= Adel (official) =

Adel/Adoul

In Morocco, a Adel (plural Adoul) (عُدُول : جمع عادِل) is a public official who practices a liberal regulated profession through a set of competencies and conditions defined in Law N⁰. 16.03 related to the justice plan, and in special legal texts. This profession falls within the auxiliary professions of the Judiciary of Morocco

Adoul act in pairs to record Islamic/Shar'i marriages, known as Nikah. They may also draft contracts, prenuptial agreements, inheritance-related documents, divorce settlements and adjudicate testaments. Their office is comparable to that of a civil law notary.

== Controversy ==
On January 23, 2018, women were officially allowed to become Adoul, following a royal decree issued by King Mohammed VI of Morocco.
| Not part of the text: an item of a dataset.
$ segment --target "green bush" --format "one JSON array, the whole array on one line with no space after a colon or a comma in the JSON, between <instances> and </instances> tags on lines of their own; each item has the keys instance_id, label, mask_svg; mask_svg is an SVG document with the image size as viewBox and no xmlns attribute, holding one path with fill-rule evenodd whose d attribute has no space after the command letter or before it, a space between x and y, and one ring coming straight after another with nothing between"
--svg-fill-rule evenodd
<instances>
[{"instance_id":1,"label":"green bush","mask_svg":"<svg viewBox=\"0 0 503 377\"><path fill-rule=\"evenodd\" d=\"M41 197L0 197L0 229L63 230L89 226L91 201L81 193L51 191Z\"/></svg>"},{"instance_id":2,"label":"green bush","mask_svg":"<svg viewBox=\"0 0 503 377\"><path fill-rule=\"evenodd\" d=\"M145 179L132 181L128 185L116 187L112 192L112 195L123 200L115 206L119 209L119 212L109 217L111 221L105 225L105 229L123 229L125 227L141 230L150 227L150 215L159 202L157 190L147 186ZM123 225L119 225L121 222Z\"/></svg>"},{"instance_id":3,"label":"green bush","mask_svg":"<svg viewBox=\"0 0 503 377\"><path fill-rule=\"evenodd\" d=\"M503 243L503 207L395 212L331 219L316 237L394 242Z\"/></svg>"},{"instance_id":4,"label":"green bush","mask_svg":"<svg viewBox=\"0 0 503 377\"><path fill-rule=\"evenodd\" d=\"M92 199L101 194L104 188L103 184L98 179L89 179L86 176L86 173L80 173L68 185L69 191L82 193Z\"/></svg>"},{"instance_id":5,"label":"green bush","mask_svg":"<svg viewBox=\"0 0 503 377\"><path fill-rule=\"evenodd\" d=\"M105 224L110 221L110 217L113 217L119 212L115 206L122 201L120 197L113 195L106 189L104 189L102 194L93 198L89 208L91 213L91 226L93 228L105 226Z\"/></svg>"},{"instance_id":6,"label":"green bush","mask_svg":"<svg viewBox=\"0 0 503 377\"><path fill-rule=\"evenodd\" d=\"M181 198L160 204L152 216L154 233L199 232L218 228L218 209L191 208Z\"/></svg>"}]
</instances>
The decision sparked significant controversy - particularly among the existing ranks of Adoul - but also the Moroccan public.

== Pronunciation ==
The term Adoul (Arabic: عُدول) is classically pronounced /ʕuːduːl/, with the voiced pharyngeal fricative ʿAyn (ع) followed by a long "u" vowel. In Moroccan Darija, however, the phonological realization of ʿAyn is often weakened or glottalized, and vowels tend to shift. As a result, the word is typically pronounced /adul/ or /aːdul/, reflecting the broader phonetic tendencies in Maghrebi Arabic to simplify guttural consonants and level short vowels in colloquial usage.